October 2, 2017

I believe very much that we need to push ourselves. We need to be able to take the next step, work hard, find out that we can persevere in hardship, and find within us the ability to get the job done if at all possible. We need to be able to press on because doing so is very important.

We need to know that we can go the extra mile, not as a matter of pride, but as a matter of knowing that what we are doing is important for us and others.

Equally important is to know when to stop for the purpose of replenishment and restoration. Knowing when to stop is a litmus test to identify the difference between ego-centered pride versus genuine heart-connected purpose.

Yesterday, I was doing some writing on our back porch. Beyond the back porch is a courtyard full of our plants. The day was hot, especially for late September in middle Tennessee. One of the plants that has large leaves and is about five feet tall was drooping over in the heat. Its leaves hung limp from top to bottom along the stalk.

My first thought was that I would water it later when I watered everything on the courtyard that afternoon. All the other plants seemed okay, though the one that was drooping had been blasted by the sun most of the day.
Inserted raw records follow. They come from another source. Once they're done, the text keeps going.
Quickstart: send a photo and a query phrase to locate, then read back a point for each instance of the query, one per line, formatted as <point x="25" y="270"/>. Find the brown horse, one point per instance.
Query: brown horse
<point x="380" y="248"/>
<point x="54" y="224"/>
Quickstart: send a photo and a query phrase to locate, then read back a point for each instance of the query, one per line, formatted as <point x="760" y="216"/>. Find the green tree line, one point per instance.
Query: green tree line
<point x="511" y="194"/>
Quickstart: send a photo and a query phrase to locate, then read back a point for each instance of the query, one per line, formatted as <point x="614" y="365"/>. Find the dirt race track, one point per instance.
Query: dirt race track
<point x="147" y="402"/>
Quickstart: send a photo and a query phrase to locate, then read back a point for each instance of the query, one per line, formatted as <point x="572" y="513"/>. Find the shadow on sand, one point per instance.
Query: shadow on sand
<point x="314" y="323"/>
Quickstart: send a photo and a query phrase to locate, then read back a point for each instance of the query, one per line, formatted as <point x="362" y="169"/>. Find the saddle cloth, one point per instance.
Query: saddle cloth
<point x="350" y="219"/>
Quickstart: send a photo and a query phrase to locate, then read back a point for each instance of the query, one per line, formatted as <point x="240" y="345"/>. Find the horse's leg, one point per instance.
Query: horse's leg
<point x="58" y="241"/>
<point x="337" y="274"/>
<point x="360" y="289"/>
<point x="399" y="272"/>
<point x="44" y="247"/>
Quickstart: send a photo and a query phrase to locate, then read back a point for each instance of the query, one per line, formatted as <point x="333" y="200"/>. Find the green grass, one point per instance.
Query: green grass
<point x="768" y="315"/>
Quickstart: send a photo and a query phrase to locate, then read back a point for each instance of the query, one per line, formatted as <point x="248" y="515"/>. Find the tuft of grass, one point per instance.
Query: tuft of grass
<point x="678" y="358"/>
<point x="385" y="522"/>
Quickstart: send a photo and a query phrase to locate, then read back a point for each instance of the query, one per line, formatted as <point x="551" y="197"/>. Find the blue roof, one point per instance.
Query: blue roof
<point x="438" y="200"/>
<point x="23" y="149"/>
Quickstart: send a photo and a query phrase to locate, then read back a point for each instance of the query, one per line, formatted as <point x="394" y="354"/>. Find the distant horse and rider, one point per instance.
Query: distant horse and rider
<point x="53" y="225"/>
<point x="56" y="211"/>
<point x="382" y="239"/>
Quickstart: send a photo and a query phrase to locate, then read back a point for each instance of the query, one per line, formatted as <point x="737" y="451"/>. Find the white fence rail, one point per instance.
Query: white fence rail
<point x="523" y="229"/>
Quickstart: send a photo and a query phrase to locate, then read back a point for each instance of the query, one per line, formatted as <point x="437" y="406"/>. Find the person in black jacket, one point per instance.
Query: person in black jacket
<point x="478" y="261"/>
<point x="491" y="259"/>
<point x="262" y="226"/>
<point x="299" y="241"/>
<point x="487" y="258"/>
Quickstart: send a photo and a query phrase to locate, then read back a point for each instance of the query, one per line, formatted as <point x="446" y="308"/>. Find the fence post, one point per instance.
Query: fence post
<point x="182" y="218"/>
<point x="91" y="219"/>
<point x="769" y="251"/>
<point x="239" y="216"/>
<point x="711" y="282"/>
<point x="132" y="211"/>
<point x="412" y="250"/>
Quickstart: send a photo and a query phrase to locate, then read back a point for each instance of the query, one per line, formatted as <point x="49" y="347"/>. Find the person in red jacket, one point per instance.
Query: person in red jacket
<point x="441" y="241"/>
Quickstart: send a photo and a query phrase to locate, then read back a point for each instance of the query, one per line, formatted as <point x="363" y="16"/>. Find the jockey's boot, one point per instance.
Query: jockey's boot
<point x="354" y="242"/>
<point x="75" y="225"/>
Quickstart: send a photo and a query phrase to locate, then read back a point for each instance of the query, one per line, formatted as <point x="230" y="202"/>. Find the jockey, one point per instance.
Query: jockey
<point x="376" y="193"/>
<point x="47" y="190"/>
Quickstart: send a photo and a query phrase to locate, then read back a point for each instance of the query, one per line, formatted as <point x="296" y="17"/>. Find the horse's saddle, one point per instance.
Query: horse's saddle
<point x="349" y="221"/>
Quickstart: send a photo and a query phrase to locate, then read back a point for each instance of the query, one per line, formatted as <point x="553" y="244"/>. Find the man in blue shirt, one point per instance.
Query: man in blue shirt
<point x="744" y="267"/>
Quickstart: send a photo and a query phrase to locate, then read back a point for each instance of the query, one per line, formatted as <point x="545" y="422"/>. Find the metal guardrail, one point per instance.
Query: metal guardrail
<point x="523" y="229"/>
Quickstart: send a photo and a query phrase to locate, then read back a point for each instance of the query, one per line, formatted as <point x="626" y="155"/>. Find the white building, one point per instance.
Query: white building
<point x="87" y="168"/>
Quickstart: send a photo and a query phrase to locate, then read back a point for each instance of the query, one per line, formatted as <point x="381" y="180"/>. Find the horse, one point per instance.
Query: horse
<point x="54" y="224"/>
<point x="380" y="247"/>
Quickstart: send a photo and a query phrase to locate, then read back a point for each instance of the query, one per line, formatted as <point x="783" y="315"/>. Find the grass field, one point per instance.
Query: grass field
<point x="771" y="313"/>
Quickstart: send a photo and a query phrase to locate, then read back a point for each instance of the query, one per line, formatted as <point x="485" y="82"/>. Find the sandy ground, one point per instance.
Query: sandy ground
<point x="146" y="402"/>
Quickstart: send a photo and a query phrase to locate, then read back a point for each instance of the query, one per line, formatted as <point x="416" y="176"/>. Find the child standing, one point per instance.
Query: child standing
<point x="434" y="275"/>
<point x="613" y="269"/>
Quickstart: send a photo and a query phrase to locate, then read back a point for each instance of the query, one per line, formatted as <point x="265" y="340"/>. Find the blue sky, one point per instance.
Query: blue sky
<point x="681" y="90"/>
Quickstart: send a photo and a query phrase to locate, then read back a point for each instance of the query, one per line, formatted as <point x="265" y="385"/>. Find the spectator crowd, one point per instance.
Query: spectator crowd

I sort of figured that it could “wait in line” like all the rest of the plants, tough it out. You know, “that which doesn’t kill you makes you stronger.”

Finally, I just couldn’t take it. I got up and watered it and a couple of others before going back to writing about relationship, life, love, leadership, and caring. Within five minutes, the leaves had risen and were stretched back out to receive the sun. One shot of water and five minutes replenished and restored the plant.

The name of the plant is an Angel Trumpet. It can grow up to seven feet tall, has a tough stalk that almost requires a saw to bring it down. If cared for, its blooms can be larger than two hands, and its sweet scent is remarkable in terms of how far it can reach. All it needed was some water and five minutes.

Its leaves had dropped in need. It “knew” its limits. It needed some water and five minutes to get back to doing its “trumpeting.” The Angel Trumpet passed the litmus test. It had no ego-centric pride. I often fail the test.